Abstract

Pharmacogenomics has largely been applied to the personalization of irinotecan-based treatment, focusing mainly on the study of genetic variants in adsorption, distribution, metabolism, and excretion (ADME) genes. The transcriptional control of ADME gene expression is mediated by a set of nuclear factors responding to cancer-related inflammation, which could have pharmacological implications. The aim of the present study was to uncover novel genetic predictors of neutropenia and gastrointestinal toxicity risk among 246 haplotype-tagging polymorphisms in 22 genes encoding inflammation-related cytokines and transcriptional regulators of ADME genes. The study comprised overall more than 400 metastatic colorectal cancer (mCRC) patients treated with first-line FOLFIRI, grouped in a discovery and a replication cohorts. A concordant protective effect of STAT-3 rs1053004 polymorphism against the risk of grade 3–4 gastrointestinal toxicity was observed in both the cohorts of patients (OR = 0.51, p = 0.045, q = 0.521 and OR = 0.39, p = 0.043, respectively). VDR rs11574077 polymorphism was demonstrated to affect both irinotecan biliary index (BI) and glucuronidation ratio (GR) by a pharmacokinetic analysis.
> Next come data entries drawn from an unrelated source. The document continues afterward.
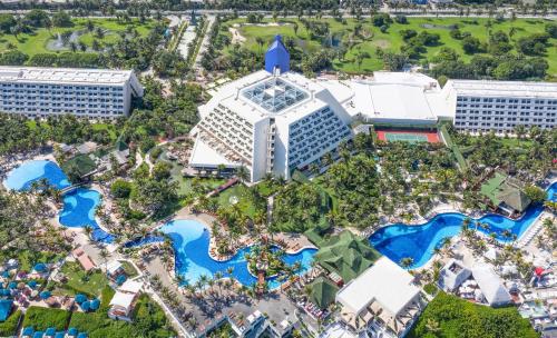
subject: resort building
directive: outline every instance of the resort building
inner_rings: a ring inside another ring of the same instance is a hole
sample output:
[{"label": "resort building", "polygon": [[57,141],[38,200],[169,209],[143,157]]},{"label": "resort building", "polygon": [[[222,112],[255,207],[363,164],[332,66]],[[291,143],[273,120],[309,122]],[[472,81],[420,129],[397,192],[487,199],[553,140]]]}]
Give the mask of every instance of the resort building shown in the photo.
[{"label": "resort building", "polygon": [[402,337],[424,308],[413,276],[387,257],[336,294],[342,321],[371,337]]},{"label": "resort building", "polygon": [[439,287],[447,292],[457,290],[470,276],[472,271],[459,260],[451,259],[439,272]]},{"label": "resort building", "polygon": [[517,126],[557,126],[557,83],[449,80],[442,91],[458,130],[512,133]]},{"label": "resort building", "polygon": [[499,171],[481,185],[480,193],[485,197],[486,205],[514,216],[526,211],[531,200],[521,189],[521,183]]},{"label": "resort building", "polygon": [[500,307],[512,302],[509,291],[502,286],[501,279],[488,265],[472,268],[472,276],[481,290],[477,300],[485,300],[491,307]]},{"label": "resort building", "polygon": [[131,70],[0,67],[0,111],[29,118],[127,116],[143,87]]},{"label": "resort building", "polygon": [[422,73],[375,71],[373,79],[348,86],[352,97],[346,110],[373,125],[434,126],[453,116],[439,82]]},{"label": "resort building", "polygon": [[334,92],[290,71],[278,36],[265,69],[224,84],[199,115],[190,167],[201,172],[244,166],[251,181],[266,173],[287,179],[352,138],[351,116]]}]

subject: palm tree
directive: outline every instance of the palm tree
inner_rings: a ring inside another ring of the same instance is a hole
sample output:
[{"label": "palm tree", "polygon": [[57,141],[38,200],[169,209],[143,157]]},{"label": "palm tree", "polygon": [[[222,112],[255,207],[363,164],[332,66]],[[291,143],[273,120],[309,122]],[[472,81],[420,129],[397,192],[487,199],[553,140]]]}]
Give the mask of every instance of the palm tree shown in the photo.
[{"label": "palm tree", "polygon": [[241,167],[236,168],[236,177],[243,182],[248,181],[250,180],[250,171],[247,170],[247,168],[245,166],[241,166]]},{"label": "palm tree", "polygon": [[400,266],[403,268],[409,268],[414,264],[414,259],[412,257],[404,257],[400,260]]},{"label": "palm tree", "polygon": [[91,226],[86,226],[85,229],[84,229],[85,233],[87,235],[87,237],[91,237],[92,235],[92,227]]}]

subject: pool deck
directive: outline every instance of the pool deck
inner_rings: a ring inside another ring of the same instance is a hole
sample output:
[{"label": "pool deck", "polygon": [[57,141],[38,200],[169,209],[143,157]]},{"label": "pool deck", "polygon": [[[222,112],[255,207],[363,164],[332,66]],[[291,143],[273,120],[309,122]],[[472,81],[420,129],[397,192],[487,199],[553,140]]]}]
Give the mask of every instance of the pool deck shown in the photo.
[{"label": "pool deck", "polygon": [[[176,215],[172,218],[172,220],[178,220],[178,219],[195,220],[204,225],[205,228],[207,228],[207,230],[211,233],[208,256],[216,261],[229,260],[232,257],[234,257],[234,255],[236,255],[237,250],[255,243],[252,237],[250,237],[248,235],[244,235],[240,238],[238,240],[240,245],[236,248],[234,248],[234,252],[227,256],[215,255],[216,242],[211,229],[212,228],[211,225],[214,221],[217,221],[215,217],[207,213],[193,213],[189,207],[185,207],[182,208],[178,212],[176,212]],[[289,255],[299,254],[304,249],[317,249],[305,236],[301,233],[280,232],[273,236],[273,242],[277,243],[277,241],[283,241],[286,243],[286,248],[284,248],[284,251]]]}]

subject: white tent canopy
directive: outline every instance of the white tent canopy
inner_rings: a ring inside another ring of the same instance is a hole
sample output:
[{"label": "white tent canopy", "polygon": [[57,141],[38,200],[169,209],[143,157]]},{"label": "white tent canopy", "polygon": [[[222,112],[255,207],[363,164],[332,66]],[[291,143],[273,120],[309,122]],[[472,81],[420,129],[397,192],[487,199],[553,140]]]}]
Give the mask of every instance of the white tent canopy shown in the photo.
[{"label": "white tent canopy", "polygon": [[510,294],[502,286],[499,276],[488,265],[473,267],[472,275],[490,306],[502,306],[512,300]]}]

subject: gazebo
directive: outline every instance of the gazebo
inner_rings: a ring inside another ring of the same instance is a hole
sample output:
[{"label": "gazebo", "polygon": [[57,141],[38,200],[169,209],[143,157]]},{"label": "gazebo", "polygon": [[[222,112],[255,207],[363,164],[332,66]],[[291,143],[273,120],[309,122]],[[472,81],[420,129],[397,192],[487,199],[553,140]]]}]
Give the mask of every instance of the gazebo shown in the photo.
[{"label": "gazebo", "polygon": [[339,288],[325,277],[316,278],[311,285],[310,300],[321,309],[334,302]]}]

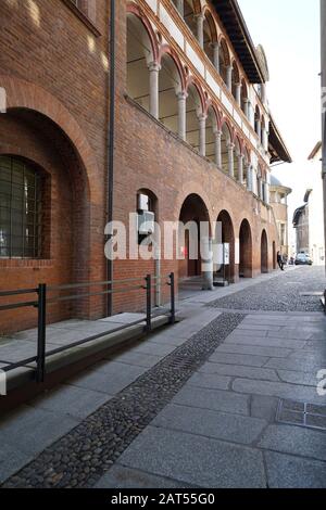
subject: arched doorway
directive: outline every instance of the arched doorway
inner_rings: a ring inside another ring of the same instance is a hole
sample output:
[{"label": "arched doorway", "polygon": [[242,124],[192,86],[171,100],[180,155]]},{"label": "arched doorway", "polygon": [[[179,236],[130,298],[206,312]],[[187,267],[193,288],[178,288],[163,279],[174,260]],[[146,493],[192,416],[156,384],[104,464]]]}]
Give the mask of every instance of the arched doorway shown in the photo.
[{"label": "arched doorway", "polygon": [[252,234],[249,221],[247,219],[243,219],[240,227],[239,244],[239,276],[240,278],[252,278]]},{"label": "arched doorway", "polygon": [[210,230],[210,217],[203,200],[198,194],[191,194],[185,200],[179,220],[186,226],[183,235],[179,232],[179,279],[200,277],[200,242],[205,234],[204,227],[200,224],[206,224]]},{"label": "arched doorway", "polygon": [[227,211],[220,213],[217,217],[217,229],[222,237],[222,244],[229,244],[229,264],[225,267],[225,278],[229,283],[235,283],[237,280],[235,230],[231,217]]},{"label": "arched doorway", "polygon": [[262,273],[268,272],[268,240],[266,230],[263,230],[261,240],[261,271]]},{"label": "arched doorway", "polygon": [[[61,127],[32,109],[10,107],[1,116],[0,132],[0,230],[5,233],[7,246],[0,253],[5,260],[0,286],[8,289],[9,270],[12,289],[36,288],[40,282],[55,286],[89,281],[90,190],[75,146]],[[10,194],[7,177],[16,182]],[[3,196],[8,197],[5,202]],[[7,203],[5,215],[14,218],[12,225],[3,215]],[[92,309],[97,308],[98,314],[102,302],[96,297],[93,302],[51,304],[48,321],[89,318]],[[37,323],[33,310],[2,315],[2,320],[3,330],[9,331]]]}]

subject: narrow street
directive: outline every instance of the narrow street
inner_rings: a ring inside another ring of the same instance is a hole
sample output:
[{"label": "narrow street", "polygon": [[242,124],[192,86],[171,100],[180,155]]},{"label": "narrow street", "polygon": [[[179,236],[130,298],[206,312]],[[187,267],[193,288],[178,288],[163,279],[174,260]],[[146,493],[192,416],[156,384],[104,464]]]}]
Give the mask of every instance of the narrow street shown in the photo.
[{"label": "narrow street", "polygon": [[189,292],[173,329],[1,420],[2,486],[325,486],[324,275]]}]

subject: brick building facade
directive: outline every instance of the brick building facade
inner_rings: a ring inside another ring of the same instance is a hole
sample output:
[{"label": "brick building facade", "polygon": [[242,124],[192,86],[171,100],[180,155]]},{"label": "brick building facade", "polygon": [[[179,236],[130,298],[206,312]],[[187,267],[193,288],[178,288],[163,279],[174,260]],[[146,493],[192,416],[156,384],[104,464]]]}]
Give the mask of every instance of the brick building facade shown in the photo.
[{"label": "brick building facade", "polygon": [[[222,221],[231,281],[272,270],[269,165],[290,156],[268,109],[264,51],[237,2],[115,7],[114,219],[128,224],[145,194],[160,225]],[[0,290],[106,278],[109,21],[105,0],[1,1]],[[171,271],[192,277],[201,266],[113,265],[114,279]],[[114,297],[115,313],[139,307],[136,293]],[[103,316],[104,298],[52,307],[49,320],[80,313]],[[34,320],[2,315],[0,333]]]}]

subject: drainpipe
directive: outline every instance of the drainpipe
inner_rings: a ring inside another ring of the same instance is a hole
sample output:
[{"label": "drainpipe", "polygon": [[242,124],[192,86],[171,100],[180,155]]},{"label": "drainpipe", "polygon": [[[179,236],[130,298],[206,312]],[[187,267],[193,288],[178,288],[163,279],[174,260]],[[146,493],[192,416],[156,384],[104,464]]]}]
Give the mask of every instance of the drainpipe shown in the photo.
[{"label": "drainpipe", "polygon": [[[115,135],[115,0],[110,1],[110,38],[109,38],[109,55],[110,55],[110,75],[109,75],[109,143],[108,143],[108,222],[113,221],[113,184],[114,184],[114,135]],[[113,281],[113,260],[108,259],[106,279]],[[109,284],[108,291],[112,290],[112,283]],[[113,296],[108,294],[106,315],[113,315]]]}]

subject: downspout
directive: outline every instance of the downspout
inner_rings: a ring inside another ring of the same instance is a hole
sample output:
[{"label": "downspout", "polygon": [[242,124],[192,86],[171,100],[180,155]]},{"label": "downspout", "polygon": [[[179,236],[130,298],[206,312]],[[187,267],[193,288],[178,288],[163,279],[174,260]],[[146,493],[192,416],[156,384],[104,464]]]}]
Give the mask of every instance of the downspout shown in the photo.
[{"label": "downspout", "polygon": [[[114,186],[114,139],[115,139],[115,0],[110,1],[110,37],[109,37],[109,55],[110,55],[110,75],[109,75],[109,143],[108,143],[108,222],[113,221],[113,186]],[[113,259],[110,257],[106,263],[106,279],[111,283],[108,291],[112,290],[113,281]],[[113,315],[113,295],[108,294],[106,315]]]}]

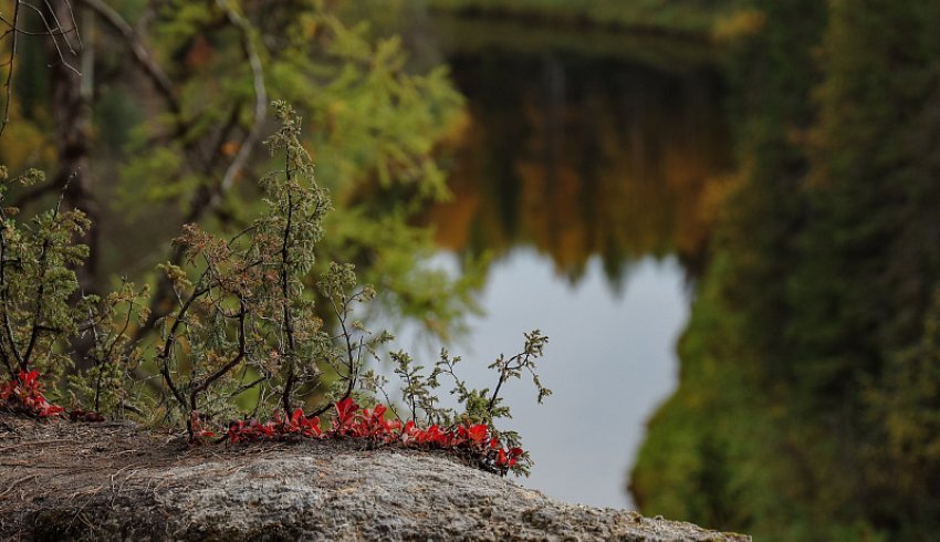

This effect was consistent with an increased risk of grade 3–4 gastrointestinal toxicity in the discovery cohort (OR = 4.46, p = 0.010, q = 0.305). The association was not significant in the replication cohort (OR = 1.44, p = 0.601). These findings suggest an effect of STAT-3 and VDR polymorphisms on FOLFIRI-related gastrointestinal toxicity. If prospectively validated as predictive markers, they could be used to improve the clinical management of mCRC.

Highlights

  • Irinotecan in association with FOLFIRI regimen represents the standard of care for first-line treatment of metastatic colorectal cancer (mCRC) (Fujita et al, 2015)

  • The present study addressed the effect of polymorphisms in genes encoding transcriptional regulators and pro-inflammatory cytokines impacting irinotecan-related ADME genes on the risk of toxicity

  • Neutropenia and GI toxicity are typically associated with irinotecan-containing regimens, such as FOLFIRI (Gupta et al, 1994, 1997)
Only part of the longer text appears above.